Namun itu bukan satu-satunya model. Di negara lain, tidak terjadi ketegangan seperti itu, misalnya di era kemerdekaan Mesir antara 1923 dan 1952, setelah Revolusi 1919. Di era tersebut, Mesir sudah memiliki sistem yang demokratis dan liberal. Tahun 1925, Raja Fuad ingin tetap menjadi khalifah Islam setelah runtuhnya Khalifah Utsmani di Turki.
Namun para politisi dan intelektual Mesir berhasil menggagalkan rencana Raja Fuad. Saat itulah buku Ali Abdul Raziq, al-Islam wa Ushul al-Hukm (Islam dan Prinsip-Prinsip Bernegara, Red) terbit dan menegaskan perlunya pemisahan antara otoritas politik dan agama di Mesir. Pendapat Abdul Raziq ini didukung oleh kalangan intelektual Mesir, seperti Thaha Husein, Abbas Mahmud al-Aqqad, dan juga politisi dari parpol-parpol yang ada waktu itu.
Waktu itu, tak ada konflik fisik; yang ada hanya polemik pemikiran. Ada debat dan dialog yang bebas dan demokratis di masa itu, dan tidak ada yang angkat senjata atau melakukan kudeta. Karena itu, pertentangan antara agama dan politik dalam sekularisme ala Mesir, tidak sesengit di Turki. Dan perlu diketahui, kalangan Islam Politik seperti Ikhwanul Muslimin yang tak bosan-bosannya mengampanyekan negara agama, juga tidak terlalu populer di kalangan rakyat Mesir.
ini kalangan pendukung Islam Politik mulai mengikuti menkanisme demokrasi dalam proses perebutan kekuasaan, seperti yang ditunjukkan Ikhwanul Muslimin di Mesir, dan Hamas di Palestina. Komentar Anda?
Mereka hanya memanfaatkan kesempatan berdemokrasi saja. Saya yakin, pada akhirnya mereka akan menghancurkan demokrasi itu sendiri.

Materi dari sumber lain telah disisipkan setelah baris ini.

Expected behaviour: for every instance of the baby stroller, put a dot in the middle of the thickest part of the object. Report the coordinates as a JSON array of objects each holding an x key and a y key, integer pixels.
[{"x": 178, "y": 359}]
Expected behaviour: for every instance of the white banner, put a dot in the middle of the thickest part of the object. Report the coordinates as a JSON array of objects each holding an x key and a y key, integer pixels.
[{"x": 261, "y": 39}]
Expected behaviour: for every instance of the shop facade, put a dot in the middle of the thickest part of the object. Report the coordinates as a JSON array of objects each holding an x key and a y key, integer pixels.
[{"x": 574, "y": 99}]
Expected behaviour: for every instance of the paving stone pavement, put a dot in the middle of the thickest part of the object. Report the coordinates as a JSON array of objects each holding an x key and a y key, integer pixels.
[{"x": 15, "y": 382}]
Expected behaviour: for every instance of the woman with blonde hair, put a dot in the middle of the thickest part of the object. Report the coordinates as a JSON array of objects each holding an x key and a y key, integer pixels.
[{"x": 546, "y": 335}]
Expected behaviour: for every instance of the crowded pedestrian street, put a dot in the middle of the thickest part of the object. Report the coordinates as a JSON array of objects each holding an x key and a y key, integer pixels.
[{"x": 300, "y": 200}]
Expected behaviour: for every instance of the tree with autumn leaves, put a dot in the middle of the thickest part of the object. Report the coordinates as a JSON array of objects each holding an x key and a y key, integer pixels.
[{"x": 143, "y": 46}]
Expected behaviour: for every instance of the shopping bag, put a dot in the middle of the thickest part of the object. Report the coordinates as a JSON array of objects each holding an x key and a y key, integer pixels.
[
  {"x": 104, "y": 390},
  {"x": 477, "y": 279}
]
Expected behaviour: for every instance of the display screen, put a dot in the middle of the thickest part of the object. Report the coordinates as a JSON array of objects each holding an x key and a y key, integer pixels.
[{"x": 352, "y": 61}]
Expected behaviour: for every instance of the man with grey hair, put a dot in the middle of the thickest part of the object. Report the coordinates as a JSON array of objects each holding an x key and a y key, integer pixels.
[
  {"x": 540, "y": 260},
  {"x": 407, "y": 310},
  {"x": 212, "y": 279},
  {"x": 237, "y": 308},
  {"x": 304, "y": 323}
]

Mereka saat ini berpesta karena sistem politik mulai memperkenankan mereka untuk ikut pemilu.
Pertanyaannya: apakah setelah memegang kekuasaan mereka akan membiarkan gerakan-gerakan Komunis atau yang lainnya ikut pemilu? Mereka masih punya pemahaman yang negatif tentang demokrasi. Bagi mereka, demokrasi adalah sistem buatan manusia, sementara satu-satunya sistem yang harus dipraktikkan adalah sistem Tuhan. Pada dasarnya, mereka menolak segala sistem pengaturan sosial politik yang berkembang di dunia modern.